During the debugging init phase (dbgp_init), we actually change the default output helpers to the _debug_output_char_helper and the _debug_output_string_helper, so all output will pass through these helpers.

These helpers will check the current channel modes, and the file number the string or character must be printed. If the file number is 1 (STDOUT), and the channel mode for stdout is “normal”, then the output will be passed to the original output helpers so it will be printed on the server.

If the mode is IDE (or split), the output will send over via XML to the IDE, and still optionally passed to the output handler as well if needed (in case of split mode).

Running

Once the debugger is inside the RUNNING mode (through the “run” command, mostly), normal activities are resumed and the loaded code will run through the VM. On each iteration in the virtual machine, there is a check if the VM is running in VM_RUNMODE_DEBUG, and if the debugger is still attached. It might be possible that the debugger is not attached, but it would still run in debugger mode (although nothing can control it anymore).

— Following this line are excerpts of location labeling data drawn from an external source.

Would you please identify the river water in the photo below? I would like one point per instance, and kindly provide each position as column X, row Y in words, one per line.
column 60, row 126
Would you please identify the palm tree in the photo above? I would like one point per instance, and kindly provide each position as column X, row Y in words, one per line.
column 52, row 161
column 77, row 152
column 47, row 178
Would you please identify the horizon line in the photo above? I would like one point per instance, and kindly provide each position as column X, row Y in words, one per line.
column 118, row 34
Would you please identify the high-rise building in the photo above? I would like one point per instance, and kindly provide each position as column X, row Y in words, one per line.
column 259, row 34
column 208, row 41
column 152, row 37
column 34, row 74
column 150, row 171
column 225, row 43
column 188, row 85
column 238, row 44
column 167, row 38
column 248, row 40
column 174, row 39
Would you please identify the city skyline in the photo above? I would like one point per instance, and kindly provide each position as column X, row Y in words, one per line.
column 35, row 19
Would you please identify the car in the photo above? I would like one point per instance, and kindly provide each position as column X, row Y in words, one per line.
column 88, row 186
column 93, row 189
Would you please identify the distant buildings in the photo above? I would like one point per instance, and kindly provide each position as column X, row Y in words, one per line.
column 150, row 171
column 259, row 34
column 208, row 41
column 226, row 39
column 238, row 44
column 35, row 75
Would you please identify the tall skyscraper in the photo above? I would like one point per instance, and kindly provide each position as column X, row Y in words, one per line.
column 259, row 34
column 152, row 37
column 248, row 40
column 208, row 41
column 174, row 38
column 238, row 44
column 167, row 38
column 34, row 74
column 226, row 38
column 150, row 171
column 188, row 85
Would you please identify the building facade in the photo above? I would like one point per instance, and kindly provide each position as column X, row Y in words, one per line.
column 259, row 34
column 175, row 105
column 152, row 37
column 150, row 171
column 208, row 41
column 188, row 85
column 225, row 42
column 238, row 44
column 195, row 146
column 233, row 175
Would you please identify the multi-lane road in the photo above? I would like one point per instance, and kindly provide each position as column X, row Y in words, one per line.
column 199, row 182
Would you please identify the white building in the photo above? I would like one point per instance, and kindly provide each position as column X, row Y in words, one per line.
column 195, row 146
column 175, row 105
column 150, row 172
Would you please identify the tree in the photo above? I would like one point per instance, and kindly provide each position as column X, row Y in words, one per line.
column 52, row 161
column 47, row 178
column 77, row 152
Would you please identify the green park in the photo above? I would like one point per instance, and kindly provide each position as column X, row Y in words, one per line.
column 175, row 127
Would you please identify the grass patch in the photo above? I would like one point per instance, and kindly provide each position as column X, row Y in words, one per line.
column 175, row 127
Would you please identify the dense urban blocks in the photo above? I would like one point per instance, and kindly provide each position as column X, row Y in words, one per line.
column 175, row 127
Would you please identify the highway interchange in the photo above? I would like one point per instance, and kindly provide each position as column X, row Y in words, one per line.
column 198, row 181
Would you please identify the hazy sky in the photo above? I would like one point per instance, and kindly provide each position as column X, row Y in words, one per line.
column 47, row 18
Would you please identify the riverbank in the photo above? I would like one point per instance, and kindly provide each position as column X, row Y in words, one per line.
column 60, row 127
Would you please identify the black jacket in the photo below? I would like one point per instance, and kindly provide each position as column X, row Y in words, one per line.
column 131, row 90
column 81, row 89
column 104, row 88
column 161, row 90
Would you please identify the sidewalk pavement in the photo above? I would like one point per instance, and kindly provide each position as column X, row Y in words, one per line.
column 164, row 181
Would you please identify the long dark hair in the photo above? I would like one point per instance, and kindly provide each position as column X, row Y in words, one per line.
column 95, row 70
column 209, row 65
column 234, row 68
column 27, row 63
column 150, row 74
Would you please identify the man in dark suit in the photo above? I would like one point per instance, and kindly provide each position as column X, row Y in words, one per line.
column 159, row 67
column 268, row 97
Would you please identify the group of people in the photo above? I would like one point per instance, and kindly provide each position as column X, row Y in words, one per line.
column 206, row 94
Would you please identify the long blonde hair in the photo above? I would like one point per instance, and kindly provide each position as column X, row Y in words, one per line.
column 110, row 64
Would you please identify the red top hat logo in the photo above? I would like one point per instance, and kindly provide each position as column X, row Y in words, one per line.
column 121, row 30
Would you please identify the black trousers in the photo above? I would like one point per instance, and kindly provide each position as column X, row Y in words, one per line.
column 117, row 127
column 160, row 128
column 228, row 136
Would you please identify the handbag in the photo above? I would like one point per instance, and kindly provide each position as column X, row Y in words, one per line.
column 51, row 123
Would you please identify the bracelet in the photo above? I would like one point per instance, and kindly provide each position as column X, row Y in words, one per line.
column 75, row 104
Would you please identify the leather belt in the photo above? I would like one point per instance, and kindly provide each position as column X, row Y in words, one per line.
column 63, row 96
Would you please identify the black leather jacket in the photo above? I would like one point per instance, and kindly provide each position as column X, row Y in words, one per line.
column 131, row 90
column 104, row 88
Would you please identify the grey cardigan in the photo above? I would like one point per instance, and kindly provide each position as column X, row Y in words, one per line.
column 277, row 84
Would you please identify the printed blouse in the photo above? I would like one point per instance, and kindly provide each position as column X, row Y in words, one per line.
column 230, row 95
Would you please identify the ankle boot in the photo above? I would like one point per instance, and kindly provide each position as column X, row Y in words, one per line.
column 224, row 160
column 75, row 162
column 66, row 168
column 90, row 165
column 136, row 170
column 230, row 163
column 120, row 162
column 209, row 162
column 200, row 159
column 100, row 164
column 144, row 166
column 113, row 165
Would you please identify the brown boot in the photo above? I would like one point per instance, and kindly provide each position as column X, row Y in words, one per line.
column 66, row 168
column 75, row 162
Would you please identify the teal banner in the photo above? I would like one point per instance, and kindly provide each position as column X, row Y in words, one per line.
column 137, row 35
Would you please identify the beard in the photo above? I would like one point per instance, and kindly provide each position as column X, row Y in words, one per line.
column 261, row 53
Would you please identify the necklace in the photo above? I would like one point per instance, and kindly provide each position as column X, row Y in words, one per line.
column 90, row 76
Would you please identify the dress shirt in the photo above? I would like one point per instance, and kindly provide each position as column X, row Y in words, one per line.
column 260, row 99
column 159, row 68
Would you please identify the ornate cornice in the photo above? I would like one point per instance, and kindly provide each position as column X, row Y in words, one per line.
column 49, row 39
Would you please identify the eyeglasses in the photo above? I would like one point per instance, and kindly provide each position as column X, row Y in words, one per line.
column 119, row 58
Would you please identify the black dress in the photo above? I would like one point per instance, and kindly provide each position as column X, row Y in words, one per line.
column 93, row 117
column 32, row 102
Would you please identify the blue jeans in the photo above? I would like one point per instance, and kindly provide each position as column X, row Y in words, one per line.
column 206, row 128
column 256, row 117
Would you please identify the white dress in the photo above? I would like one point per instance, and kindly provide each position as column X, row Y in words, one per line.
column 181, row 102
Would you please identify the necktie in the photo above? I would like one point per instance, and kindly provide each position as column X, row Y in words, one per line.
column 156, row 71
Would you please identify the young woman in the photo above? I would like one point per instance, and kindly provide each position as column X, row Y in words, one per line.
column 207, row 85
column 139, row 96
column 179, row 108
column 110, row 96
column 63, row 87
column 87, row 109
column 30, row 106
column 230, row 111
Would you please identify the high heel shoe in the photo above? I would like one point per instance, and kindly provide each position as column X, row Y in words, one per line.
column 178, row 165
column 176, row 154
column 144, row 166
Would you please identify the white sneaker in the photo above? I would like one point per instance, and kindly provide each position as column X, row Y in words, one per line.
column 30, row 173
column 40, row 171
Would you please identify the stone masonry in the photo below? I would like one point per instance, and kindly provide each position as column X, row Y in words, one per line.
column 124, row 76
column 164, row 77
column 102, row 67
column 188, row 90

If in VM_RUNMODE_DEBUG, then dbgp_debug() is called with the global debug_info structure, plus the current stack frame.

Inside dbgp_debug, it checks if step-into has been set. If so, it checks if we are on the given line. If so, we clear the step-into flag, set the debug state to BREAK, set a reason OK and return this info back through XML to the IDE. At that point, we go to dbgp_parse_incoming_commands(), and wait for other commands that will either fetch context variables, set/get breakpoints, or run, step in, out again etc.

We basically follow the same setup when dealing with step-out and step-over.

Breakpoints are also handled here. But since there are multiple types of breakpoints, we must have multiple ways to handle them. Currently, Saffire only supports line breakpoints, as this looks similar to the step-into code. It’s easy enough to add other types here as well.